One thing to note, when using an Engine, it sets up several helpers for you to use. One of which I use there is root, which is the root path of the engine, not the root path of the hosting application. To get the root path of the application, you can use main_app, like this:

<%= link_to "Home", main_app.root_path %>

Precompiling any assets

No difference here, place your assets in your normal locations.

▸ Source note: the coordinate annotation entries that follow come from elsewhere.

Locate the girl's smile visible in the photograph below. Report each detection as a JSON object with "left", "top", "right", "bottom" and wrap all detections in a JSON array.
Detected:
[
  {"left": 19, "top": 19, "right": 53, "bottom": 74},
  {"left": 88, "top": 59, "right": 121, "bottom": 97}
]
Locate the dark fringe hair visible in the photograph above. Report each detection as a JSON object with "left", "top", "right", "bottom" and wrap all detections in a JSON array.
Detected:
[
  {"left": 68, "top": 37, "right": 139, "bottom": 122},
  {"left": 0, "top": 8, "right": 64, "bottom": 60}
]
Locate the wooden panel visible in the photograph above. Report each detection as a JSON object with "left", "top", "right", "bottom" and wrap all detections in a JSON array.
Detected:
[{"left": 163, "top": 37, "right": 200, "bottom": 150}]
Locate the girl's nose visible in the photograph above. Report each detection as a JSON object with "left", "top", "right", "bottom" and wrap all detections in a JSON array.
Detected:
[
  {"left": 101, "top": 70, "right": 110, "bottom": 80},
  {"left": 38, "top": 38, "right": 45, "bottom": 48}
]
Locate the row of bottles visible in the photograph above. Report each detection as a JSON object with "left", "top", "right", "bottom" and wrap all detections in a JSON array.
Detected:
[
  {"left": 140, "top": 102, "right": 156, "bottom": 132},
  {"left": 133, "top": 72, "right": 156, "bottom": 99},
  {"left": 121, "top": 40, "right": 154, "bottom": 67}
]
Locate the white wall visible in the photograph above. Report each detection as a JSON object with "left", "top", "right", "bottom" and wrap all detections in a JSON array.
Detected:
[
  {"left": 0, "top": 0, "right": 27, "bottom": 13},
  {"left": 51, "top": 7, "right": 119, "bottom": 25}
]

Works just like the Rails Asset Pipelines Guide, and documented nicely for gems by Stephen Balls Blog, but essentially still the same.

My file structure for assets looks like this:

/mobile_engine
    /vendor
        /assets
            /images
            /javascripts
                /mobile
                    jquery.js
                    angular.js
                    ...many more...
                mobile.js
            /stylesheets

Mobile.js is nothing special, and looks like this:

//= require ./mobile/

This will package up all javascript files in the /assets/javascripts/mobile folder to be combined and accessed by the hosting application, just run the assets precompile:

rake assets:precompile

Now access them as usual

http://hostingapp.com/assets/mobile.js

The big picture

All in all, I’ve really enjoyed learning about Rails Engines and I can already see several uses for them:

  • Pulling all of our API calls to an engine so we can place that engine on any web nodes and keep API functionality in one place
  • Put together an error handling gem to handle incoming error requests to record and a page to see errors
  • Database models / access methods to be used by other projects

I hope I’ve shed some light on Rails Engines and given a few tips/tricks that I’ve found along the way.